La réunion des Etats généraux de l’Outremer a conclu à la nécessité pour les départements d’Outre-mer français de se lancer dans un développement plus endogène. Il s’agit pour eux de mieux s’intégrer dans leur environnement géographique et économique. Pour La Réunion, le partenaire le plus évident, c’est Maurice. Le secteur privé a déjà tissé des liens entre les deux îles. Là aussi, l’AFD mise sur le développement durable, car il s’agit d’une problématique très consensuelle. La Réunion est en avance sur certains domaines et peut partager ses expériences. Les normes réunionnaises peuvent servir à Maurice, par exemple dans les chauffe-eau solaires.

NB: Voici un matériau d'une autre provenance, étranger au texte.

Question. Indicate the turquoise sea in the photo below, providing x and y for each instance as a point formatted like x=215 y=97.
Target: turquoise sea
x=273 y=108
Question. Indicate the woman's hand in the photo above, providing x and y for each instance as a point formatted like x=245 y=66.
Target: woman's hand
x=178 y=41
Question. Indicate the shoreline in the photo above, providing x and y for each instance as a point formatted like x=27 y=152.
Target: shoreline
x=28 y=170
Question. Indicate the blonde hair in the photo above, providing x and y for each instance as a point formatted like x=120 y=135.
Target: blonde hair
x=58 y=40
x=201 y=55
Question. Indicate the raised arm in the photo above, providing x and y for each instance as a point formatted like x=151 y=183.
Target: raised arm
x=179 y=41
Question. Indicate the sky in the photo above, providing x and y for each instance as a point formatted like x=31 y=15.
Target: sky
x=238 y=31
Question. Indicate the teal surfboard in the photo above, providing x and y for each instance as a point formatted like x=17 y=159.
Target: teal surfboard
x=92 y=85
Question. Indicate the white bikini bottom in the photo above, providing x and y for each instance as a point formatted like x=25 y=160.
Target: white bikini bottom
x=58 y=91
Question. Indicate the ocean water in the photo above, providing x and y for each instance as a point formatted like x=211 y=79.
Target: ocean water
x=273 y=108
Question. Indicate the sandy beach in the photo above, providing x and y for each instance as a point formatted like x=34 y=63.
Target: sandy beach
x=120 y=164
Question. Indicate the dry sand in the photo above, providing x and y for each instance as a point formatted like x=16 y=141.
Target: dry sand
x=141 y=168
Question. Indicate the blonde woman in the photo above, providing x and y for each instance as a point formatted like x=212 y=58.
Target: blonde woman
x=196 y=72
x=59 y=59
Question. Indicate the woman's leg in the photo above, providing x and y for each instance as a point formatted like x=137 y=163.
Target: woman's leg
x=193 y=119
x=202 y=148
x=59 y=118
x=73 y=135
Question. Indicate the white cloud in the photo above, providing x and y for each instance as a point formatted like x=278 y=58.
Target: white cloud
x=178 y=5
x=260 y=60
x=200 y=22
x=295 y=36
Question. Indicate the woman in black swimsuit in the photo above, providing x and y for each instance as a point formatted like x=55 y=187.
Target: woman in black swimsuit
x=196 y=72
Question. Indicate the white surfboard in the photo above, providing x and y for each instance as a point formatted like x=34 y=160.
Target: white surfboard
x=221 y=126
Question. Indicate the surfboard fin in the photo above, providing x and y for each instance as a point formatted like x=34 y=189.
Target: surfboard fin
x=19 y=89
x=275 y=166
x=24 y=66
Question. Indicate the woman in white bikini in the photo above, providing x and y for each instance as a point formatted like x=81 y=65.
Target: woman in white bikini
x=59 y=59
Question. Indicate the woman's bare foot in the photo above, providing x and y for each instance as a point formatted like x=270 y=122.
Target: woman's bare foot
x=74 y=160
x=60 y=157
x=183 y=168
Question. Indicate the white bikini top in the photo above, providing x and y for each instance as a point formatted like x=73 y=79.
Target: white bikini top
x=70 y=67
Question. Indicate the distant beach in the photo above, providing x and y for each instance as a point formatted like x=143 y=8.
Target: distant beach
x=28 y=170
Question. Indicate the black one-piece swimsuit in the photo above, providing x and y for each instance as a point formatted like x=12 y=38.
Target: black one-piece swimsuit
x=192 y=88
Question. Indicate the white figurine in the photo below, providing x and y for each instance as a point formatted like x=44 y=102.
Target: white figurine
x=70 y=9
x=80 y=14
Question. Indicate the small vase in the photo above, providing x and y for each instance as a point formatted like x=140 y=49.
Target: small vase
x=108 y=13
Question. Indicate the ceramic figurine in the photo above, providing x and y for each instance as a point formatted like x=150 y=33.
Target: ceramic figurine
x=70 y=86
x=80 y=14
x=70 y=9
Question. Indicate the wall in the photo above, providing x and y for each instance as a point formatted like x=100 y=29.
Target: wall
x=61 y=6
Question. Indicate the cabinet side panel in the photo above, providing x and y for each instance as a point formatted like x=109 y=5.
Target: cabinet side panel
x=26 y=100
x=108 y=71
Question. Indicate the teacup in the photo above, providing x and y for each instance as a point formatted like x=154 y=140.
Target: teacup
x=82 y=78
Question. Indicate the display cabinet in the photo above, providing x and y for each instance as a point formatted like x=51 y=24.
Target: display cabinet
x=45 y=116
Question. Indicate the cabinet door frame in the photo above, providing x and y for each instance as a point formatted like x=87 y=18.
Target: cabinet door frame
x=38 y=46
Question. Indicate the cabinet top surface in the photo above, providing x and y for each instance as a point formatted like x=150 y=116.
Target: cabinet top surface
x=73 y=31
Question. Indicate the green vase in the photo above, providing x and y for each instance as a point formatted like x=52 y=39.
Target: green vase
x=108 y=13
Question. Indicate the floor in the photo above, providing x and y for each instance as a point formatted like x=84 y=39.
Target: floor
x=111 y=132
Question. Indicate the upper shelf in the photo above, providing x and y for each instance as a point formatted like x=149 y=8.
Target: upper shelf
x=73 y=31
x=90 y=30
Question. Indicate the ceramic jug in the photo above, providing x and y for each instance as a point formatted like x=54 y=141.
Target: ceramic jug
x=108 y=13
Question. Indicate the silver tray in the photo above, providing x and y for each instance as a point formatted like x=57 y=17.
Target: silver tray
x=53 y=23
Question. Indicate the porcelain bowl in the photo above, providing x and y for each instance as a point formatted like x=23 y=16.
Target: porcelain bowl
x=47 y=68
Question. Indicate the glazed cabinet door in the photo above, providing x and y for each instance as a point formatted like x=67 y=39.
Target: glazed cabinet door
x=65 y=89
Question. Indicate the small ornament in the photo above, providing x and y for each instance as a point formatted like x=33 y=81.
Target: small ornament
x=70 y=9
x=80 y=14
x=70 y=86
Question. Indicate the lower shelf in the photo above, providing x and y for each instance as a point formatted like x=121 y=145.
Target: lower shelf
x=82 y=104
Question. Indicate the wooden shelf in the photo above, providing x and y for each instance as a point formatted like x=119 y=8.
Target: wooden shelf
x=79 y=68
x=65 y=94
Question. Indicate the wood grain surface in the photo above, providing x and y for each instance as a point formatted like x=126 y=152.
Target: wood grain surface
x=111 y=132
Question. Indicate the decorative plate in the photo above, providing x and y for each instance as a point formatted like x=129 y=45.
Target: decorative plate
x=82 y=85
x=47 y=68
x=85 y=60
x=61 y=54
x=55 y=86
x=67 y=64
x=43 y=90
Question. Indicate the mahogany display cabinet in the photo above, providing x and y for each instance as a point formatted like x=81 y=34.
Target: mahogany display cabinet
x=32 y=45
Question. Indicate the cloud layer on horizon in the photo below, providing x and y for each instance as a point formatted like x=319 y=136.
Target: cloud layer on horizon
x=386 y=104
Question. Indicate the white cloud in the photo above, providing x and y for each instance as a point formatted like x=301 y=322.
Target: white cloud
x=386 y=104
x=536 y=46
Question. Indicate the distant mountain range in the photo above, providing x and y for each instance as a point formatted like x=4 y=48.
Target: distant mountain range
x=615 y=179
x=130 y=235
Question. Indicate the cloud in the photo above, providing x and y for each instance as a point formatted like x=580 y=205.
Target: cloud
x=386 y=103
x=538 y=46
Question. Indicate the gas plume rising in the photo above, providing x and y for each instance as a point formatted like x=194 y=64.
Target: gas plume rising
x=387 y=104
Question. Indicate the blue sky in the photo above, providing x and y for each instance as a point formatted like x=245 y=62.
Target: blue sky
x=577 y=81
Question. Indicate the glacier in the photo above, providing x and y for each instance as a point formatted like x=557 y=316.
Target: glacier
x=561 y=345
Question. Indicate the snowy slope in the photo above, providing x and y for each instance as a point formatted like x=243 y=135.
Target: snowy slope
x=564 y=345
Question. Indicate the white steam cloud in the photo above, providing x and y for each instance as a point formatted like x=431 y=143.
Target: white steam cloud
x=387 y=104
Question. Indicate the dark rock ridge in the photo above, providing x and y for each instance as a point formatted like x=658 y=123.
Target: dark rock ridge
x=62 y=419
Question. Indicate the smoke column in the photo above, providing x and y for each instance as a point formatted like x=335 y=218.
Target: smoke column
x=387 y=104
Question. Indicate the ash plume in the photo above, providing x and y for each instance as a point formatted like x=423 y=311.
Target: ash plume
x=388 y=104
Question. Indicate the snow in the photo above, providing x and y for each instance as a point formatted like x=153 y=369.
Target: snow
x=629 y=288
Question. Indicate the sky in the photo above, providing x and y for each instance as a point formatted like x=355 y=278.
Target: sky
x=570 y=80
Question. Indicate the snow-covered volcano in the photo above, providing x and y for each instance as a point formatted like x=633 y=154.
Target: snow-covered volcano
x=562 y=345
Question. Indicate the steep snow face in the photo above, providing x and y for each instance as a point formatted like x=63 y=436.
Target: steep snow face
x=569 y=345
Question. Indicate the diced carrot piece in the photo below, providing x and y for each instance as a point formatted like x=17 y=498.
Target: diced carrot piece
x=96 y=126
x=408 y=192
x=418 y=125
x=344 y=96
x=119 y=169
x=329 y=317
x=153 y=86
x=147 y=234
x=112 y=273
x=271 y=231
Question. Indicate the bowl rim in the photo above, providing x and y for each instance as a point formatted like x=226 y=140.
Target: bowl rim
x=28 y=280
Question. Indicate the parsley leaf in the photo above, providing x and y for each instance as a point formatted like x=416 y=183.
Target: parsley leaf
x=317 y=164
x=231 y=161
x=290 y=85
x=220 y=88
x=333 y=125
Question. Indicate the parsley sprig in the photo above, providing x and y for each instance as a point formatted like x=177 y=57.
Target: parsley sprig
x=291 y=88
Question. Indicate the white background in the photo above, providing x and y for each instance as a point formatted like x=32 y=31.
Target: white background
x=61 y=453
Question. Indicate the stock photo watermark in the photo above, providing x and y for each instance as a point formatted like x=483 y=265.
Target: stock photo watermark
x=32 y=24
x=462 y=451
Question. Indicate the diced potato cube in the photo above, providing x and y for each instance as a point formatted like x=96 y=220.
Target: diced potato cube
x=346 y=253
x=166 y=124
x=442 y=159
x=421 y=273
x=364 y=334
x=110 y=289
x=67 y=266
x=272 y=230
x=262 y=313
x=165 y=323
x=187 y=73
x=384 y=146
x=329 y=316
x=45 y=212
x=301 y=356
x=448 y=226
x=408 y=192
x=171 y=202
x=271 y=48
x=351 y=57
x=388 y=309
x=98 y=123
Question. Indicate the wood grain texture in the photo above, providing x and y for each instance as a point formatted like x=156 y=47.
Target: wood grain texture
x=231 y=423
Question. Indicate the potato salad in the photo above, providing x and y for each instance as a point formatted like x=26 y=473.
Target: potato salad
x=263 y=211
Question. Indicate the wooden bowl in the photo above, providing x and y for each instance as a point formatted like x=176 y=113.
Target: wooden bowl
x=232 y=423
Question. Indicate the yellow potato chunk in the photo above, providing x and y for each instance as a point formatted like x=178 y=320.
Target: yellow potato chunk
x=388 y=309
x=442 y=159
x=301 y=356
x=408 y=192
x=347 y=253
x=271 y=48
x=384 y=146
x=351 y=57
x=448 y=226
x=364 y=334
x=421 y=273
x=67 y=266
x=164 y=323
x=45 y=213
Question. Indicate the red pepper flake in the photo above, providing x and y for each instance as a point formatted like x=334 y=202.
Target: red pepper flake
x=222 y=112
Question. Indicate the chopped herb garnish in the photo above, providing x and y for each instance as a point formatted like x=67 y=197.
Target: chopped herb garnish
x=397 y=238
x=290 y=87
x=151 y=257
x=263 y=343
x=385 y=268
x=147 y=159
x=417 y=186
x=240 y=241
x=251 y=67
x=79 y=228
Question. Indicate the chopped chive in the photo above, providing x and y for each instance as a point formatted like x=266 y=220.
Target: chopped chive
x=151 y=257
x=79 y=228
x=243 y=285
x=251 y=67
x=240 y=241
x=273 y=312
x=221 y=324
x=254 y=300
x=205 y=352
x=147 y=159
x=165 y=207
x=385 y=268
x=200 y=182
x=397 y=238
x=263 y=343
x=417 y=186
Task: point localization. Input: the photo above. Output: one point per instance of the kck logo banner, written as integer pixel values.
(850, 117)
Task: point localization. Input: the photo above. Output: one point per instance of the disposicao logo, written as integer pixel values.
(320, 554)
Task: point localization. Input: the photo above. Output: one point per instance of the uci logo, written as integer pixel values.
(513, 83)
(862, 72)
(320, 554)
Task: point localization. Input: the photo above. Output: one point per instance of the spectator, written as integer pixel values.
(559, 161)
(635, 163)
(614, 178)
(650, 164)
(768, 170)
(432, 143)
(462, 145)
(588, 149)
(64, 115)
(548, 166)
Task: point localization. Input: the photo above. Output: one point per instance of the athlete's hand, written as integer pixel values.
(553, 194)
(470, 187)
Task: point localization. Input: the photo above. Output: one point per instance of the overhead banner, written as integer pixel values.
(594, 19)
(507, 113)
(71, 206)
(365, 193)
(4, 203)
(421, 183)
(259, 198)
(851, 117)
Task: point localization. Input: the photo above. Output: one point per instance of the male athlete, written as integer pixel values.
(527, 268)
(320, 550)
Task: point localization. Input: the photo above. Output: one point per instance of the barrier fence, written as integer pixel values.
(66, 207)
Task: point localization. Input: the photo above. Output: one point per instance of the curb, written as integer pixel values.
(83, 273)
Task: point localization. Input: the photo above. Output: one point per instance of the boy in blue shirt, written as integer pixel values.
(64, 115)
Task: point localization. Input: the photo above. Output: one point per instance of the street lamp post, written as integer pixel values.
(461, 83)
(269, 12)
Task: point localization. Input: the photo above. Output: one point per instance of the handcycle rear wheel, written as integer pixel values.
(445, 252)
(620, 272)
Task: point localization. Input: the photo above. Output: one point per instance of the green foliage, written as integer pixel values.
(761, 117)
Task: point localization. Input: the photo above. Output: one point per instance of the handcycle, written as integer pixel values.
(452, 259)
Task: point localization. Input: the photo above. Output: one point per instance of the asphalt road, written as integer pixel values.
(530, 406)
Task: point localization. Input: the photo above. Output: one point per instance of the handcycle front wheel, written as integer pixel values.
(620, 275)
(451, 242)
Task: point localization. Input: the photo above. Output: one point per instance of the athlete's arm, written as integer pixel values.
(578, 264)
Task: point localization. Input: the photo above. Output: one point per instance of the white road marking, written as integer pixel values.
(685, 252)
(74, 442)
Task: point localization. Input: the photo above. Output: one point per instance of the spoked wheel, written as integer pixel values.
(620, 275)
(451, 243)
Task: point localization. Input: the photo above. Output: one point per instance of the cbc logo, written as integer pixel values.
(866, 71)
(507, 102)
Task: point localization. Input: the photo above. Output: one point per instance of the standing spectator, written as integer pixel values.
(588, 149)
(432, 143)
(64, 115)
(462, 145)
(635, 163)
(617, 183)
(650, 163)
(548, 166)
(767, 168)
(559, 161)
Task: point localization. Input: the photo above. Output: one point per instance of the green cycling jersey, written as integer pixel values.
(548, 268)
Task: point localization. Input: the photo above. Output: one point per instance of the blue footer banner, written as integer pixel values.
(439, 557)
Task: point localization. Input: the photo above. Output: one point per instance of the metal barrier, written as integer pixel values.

Sur ce créneau, Maurice connaît un problème d’homologation et doit former des techniciens. Nous développons des collaborations entre l’Association pour le développement industriel de La Réunion et le Joint Economic Council. Un audit sur les gros consommateurs d’électricité mauriciens est ainsi en cours. L’Agence de l’environnement et de la maîtrise de l’énergie de La Réunion coopère également dans plusieurs domaines avec Maurice. Nous travaillons aussi sur une offre touristique complémentaire.